Crédito editorial da imagem: iNaturalist

No alto sudeste da China, a salamandra Anji se destaca como uma das salamandras mais difíceis de encontrar. É nativo da China e foi relatado em uma área muito pequena em Zhejiang e na região de Tianmushan. Sua raridade vem dessa pequena distribuição e do número muito pequeno de criadouros. Nas noites chuvosas de primavera, as pessoas que trabalham nas florestas montanhosas podem avistá-lo perto de água fria e da cobertura florestal.

O que faz com que esta espécie valha a pena ser observada é o quão intimamente sua vida está ligada a alguns lagos tranquilos. Os adultos são bastante grandes para uma salamandra hinobídeo, o que lhes confere uma aparência mais pesada do que muitos tipos pequenos de florestas. A perda de habitat colocou uma pressão adicional sobre uma população que já era limitada.
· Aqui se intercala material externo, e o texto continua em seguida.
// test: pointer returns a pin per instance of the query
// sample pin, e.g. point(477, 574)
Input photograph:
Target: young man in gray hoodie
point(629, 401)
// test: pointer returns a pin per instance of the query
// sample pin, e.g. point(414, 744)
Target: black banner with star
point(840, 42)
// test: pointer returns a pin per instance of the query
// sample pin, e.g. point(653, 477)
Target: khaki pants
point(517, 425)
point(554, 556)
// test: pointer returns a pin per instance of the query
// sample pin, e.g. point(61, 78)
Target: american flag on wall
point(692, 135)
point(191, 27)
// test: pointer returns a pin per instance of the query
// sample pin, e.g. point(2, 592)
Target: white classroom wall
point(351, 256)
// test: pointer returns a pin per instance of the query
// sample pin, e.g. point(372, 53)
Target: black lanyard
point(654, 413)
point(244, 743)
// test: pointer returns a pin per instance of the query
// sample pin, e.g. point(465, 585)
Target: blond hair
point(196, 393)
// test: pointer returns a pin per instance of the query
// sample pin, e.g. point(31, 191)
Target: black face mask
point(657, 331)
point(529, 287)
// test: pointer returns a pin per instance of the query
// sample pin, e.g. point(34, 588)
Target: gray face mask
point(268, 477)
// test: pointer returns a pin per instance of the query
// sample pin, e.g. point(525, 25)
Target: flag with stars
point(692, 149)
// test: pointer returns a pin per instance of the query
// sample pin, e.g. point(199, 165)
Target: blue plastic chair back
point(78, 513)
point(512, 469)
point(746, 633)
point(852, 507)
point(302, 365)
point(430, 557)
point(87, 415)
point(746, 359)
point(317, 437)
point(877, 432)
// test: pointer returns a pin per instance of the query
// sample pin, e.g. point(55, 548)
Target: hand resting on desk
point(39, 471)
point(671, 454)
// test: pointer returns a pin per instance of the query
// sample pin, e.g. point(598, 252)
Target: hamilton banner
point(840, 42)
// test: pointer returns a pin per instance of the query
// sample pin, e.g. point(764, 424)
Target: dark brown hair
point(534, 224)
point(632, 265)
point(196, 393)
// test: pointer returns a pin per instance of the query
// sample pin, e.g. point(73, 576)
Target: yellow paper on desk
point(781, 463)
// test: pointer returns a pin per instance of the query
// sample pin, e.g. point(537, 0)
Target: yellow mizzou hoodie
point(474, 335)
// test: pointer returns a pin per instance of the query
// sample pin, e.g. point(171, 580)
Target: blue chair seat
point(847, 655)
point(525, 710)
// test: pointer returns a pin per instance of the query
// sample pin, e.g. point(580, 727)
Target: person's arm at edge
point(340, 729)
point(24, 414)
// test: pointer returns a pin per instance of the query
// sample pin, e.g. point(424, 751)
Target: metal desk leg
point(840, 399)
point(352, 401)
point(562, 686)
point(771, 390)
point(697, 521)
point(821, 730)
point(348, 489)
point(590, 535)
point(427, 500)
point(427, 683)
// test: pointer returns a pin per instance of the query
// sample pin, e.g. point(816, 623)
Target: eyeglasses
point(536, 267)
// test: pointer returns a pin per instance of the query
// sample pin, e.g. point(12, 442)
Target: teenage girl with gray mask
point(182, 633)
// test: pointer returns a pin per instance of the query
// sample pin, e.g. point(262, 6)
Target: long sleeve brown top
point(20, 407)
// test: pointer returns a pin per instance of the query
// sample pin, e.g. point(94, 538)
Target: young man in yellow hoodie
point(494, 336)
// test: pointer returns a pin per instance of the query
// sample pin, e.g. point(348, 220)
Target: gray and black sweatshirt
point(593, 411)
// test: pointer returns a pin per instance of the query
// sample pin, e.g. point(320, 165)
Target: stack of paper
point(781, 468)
É por isso que um único avistamento desta salamandra ainda significa muito para os biólogos de campo.

Salamandra do planalto de Jollyville

Crédito editorial da imagem: Piershendrie via Wikimedia Commons

No centro do Texas, a salamandra do planalto de Jollyville é rara porque seu alcance é estritamente restrito. É nativo dos Estados Unidos e é encontrado apenas em partes dos condados de Travis e Williamson, no Texas. Esta espécie mantém suas guelras ao longo da vida e permanece ligada à água da nascente e ao sistema do Aquífero Edwards. As noites úmidas são importantes porque as nascentes próximas e as rochas molhadas podem facilitar a observação.

Ao contrário de muitas salamandras que vagam pelas florestas, esta depende de uma estreita faixa de habitat aquático. O desenvolvimento e a pressão sobre as águas subterrâneas tornaram essa pequena região ainda mais frágil. É bom saber porque mostra como uma salamandra pode ser rara sem viver em um deserto distante. Para quem está aprendendo sobre anfíbios na primavera, é um dos exemplos mais claros de uma espécie que vive em um lugar.

Salamandra listrada dourada

Image Editorial Credit: Fernando Losada Rodríguez via Wikimedia Commons

Em toda a Península Ibérica, a salamandra de riscas douradas é uma espécie de distribuição limitada, com uma forte ligação às regiões montanhosas húmidas. É nativo de Portugal e Espanha. Sua raridade vem de uma distribuição fragmentada e da pressão contínua sobre os riachos frios e úmidos que utiliza. As noites chuvosas de primavera são uma boa época para observar porque a espécie fica perto de solo úmido e água corrente.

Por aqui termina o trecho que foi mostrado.